Our EdTech guides were not created to drive a technology-first agenda. We do not imagine a future where EdTeach replaces classroom teachers. Rather, the guides were created to help us find the right EdTech tool for the job when an EdTech tool might be the best tool to use. Or, at times like this, when they are the only tools in our box.

But we also hope it will help you determine when an EdTech tool is not the best tool for the job.

However teaching occurs, the blue table headings in the EdTech guides should happen somehow:

Step 1. ENCODING: taking in new content

  • 1.1 Building Engagement
  • 1.2 Delivering content
  • 1.3 Quickly checking for understanding as we deliver content
  • 1.4 Discussion

Step 2. STORAGE: building long term memory

  • 2.1 Practice of/with recently taught material (Guided practice and Independent practice)
  • 2.2 Giving students timely feedback and a chance to act on it
  • 2.3 Formative assessment of recently learned work (to inform next teaching & studying)
  • 2.4 Robust storage of material in long term memory (spaced practice & retrieval practice)

Step 3. RETRIEVAL: what have you learned so far?

  • 3.1 Mini-projects (quick, simple multiple-modality demonstrations of learning)
  • 3.2 Assessment
  • 3.3 Transfer of recently learned knowledge and skills to a new context

These steps are a research-informed rhythm for learning, for building knowledge and skills that are usable, durable, and flexible. So ask yourself, “Where in these blue boxes am I with my students right now?
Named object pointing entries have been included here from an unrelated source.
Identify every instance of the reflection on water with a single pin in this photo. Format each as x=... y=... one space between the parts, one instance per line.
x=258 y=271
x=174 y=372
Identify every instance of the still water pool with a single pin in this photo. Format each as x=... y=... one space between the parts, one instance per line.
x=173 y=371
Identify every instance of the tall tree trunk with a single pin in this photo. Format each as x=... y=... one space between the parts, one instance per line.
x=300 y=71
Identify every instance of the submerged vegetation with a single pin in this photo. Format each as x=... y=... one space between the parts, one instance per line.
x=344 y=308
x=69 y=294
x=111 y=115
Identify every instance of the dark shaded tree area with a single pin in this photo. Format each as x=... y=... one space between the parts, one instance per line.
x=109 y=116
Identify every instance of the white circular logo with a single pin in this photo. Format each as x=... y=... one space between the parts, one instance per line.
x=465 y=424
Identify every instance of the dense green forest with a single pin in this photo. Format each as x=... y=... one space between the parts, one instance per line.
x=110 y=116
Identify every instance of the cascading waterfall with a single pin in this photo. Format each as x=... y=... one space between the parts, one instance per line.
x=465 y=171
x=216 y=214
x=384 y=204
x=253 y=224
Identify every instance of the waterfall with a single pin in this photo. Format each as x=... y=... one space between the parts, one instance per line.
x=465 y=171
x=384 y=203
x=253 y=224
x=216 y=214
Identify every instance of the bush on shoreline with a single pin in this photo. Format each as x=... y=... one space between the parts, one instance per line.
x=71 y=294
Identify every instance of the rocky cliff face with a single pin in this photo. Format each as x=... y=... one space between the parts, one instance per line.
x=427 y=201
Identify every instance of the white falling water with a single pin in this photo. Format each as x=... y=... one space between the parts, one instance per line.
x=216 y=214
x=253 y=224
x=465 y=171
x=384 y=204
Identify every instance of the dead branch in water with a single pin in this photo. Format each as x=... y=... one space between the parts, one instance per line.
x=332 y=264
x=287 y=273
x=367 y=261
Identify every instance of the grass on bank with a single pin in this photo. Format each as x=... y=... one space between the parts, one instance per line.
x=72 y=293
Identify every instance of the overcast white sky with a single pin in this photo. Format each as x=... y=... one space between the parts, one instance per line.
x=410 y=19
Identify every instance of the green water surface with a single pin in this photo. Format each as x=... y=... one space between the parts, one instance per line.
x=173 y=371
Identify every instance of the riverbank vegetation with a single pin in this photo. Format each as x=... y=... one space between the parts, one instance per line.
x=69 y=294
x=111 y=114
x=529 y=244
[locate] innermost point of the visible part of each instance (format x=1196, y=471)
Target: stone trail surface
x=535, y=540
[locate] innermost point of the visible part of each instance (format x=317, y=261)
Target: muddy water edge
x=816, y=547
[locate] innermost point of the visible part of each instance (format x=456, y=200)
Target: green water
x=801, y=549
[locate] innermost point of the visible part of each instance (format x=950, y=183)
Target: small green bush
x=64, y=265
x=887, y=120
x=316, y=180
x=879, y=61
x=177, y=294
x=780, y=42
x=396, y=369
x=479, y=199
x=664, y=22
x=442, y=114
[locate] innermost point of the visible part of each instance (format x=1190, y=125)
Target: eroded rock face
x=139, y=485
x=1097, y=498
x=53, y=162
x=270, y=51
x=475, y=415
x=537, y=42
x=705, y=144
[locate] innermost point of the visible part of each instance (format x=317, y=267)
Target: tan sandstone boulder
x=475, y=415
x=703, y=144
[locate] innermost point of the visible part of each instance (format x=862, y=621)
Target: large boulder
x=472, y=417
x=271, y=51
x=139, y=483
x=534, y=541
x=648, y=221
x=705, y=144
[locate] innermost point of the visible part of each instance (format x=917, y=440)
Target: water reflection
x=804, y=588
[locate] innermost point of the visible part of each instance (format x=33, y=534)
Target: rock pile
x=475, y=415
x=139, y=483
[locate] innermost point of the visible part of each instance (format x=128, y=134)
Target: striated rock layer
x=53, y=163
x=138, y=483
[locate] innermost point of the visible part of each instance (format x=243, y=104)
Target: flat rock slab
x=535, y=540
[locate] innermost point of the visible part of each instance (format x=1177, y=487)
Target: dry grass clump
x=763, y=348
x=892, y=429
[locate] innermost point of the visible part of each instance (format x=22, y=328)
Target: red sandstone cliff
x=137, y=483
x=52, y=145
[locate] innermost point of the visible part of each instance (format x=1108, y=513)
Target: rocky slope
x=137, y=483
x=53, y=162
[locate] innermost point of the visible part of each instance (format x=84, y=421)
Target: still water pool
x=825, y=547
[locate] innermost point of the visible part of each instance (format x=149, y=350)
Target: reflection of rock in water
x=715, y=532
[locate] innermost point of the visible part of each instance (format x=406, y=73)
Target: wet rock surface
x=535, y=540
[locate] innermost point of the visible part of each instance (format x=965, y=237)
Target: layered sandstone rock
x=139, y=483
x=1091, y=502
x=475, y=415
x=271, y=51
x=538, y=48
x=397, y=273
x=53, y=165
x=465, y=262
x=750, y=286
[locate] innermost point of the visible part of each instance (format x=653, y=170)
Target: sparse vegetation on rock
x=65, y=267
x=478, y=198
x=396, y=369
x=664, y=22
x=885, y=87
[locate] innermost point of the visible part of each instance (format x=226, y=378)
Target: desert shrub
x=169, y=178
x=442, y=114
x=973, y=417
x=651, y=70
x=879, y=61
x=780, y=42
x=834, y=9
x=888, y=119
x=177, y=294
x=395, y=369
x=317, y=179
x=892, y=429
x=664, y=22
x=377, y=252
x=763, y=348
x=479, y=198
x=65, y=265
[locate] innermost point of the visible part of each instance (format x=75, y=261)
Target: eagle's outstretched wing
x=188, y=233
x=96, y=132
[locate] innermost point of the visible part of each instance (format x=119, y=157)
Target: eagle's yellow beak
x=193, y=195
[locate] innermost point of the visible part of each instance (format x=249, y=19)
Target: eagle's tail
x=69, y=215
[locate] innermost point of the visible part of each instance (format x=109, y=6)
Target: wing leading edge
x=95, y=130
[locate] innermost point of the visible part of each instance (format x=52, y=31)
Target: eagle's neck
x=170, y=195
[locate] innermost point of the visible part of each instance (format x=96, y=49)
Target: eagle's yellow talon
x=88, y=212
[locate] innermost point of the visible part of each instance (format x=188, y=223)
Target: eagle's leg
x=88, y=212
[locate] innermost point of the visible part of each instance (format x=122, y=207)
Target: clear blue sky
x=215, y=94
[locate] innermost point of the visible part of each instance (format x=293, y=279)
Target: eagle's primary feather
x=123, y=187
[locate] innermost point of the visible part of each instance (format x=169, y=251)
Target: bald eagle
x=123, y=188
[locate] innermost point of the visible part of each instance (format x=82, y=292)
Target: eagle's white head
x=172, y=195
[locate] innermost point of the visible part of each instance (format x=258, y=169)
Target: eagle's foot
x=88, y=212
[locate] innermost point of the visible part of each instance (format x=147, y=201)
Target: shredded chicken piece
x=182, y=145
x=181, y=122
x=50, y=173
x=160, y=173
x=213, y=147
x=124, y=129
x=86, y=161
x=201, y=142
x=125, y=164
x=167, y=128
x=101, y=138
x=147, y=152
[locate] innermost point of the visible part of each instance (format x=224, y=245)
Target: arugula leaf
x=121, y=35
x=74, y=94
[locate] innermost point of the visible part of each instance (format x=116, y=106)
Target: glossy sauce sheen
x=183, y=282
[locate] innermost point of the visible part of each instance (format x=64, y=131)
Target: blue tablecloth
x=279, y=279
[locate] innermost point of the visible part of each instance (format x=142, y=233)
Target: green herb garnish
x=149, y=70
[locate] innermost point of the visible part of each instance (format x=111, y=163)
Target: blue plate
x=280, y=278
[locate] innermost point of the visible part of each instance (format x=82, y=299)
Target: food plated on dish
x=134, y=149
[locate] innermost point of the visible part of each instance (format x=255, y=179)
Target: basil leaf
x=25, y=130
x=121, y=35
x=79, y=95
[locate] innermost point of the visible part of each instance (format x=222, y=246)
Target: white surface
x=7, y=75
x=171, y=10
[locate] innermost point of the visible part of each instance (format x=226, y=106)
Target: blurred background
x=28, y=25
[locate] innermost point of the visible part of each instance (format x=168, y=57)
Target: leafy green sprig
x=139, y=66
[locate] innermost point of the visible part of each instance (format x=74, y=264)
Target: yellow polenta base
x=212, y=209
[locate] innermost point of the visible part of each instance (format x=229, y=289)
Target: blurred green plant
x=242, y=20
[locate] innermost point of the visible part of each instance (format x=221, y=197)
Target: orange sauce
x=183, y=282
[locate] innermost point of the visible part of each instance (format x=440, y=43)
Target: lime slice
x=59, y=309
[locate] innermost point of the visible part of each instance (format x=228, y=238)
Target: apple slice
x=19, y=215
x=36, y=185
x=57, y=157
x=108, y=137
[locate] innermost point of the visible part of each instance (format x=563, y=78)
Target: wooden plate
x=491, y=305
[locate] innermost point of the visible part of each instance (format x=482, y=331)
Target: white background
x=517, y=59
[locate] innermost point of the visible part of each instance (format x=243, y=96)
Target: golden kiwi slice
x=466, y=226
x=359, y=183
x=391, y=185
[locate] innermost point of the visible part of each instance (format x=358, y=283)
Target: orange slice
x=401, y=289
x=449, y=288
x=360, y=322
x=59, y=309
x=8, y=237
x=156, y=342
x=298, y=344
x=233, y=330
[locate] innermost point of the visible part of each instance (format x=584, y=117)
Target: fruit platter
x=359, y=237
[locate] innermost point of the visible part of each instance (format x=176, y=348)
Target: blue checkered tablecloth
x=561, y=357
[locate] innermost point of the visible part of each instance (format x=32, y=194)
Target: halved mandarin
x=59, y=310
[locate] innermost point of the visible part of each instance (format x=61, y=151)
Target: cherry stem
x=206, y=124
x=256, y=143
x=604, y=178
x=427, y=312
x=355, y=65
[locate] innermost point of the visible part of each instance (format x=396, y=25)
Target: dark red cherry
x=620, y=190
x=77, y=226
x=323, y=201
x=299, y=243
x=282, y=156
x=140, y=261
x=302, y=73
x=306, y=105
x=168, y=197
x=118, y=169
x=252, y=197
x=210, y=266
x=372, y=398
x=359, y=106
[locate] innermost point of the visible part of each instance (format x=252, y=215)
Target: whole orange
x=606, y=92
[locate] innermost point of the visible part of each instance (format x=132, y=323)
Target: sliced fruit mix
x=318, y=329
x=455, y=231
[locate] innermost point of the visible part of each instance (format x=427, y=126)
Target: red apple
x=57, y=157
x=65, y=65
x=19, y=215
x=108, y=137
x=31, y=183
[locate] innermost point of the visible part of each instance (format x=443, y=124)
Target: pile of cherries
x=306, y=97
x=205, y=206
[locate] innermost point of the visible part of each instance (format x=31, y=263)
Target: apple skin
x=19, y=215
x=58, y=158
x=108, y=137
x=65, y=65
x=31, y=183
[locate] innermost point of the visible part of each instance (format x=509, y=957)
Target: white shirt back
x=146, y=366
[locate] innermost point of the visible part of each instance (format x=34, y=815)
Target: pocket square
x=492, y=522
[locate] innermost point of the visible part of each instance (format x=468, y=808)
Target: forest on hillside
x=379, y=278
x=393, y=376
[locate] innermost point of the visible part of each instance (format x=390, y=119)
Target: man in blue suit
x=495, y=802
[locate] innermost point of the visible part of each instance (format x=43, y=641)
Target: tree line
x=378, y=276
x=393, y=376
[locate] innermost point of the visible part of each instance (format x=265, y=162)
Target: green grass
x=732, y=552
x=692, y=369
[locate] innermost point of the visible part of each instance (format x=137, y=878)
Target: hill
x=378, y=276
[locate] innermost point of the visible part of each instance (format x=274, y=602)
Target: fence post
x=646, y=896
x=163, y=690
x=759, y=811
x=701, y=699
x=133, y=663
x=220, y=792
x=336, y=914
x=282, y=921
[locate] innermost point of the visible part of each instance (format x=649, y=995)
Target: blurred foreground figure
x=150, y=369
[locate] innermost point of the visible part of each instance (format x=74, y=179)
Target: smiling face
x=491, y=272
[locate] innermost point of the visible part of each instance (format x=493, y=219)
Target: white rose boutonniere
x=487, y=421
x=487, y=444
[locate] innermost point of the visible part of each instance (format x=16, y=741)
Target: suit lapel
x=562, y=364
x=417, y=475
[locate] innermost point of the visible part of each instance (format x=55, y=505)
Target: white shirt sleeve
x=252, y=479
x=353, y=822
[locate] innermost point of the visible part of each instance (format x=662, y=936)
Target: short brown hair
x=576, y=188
Is there an EdTech tool that will help my students in this step? Or is there a better way?” Let learning drive your EdTech choices, not the other way around. The word plethora is often misused. It means an overabundance rather than simply lots of. For example, “There is a plethora of ice cream” makes no sense as it is inconceivable that there could be such a thing as too much ice cream. So I choose this word carefully.

There is a plethora of EdTech. Our guide offers a curated list of field-tested tools, used by real teachers in real classrooms. But there are many other tools out there — and many good ones. Look beyond our list, but make your EdTech decisions for your students with our learning-first approach. Use our table to evaluate where a good tool would help your students, and make sure the tool you choose does this job. Don’t try and eat soup with a fork.

Dr. Ian Kelleher is a science teacher at St. Andrew’s Episcopal School, and Head of Research for its Center for Transformative Teaching & Learning. His work focuses on helping teachers translate the science of learning into everyday practices in their own classrooms, and measuring the impact. Ian is the co-author of “Neuroteach: Brain Science and the Future of Education,” and co-designer of Neuroteach Global. Ian is the the inaugural Joseph and Kathleen Dreyfuss Faculty Chair for Research, an endowed position at St. Andrew’s Episcopal School for the lead CTTL researcher.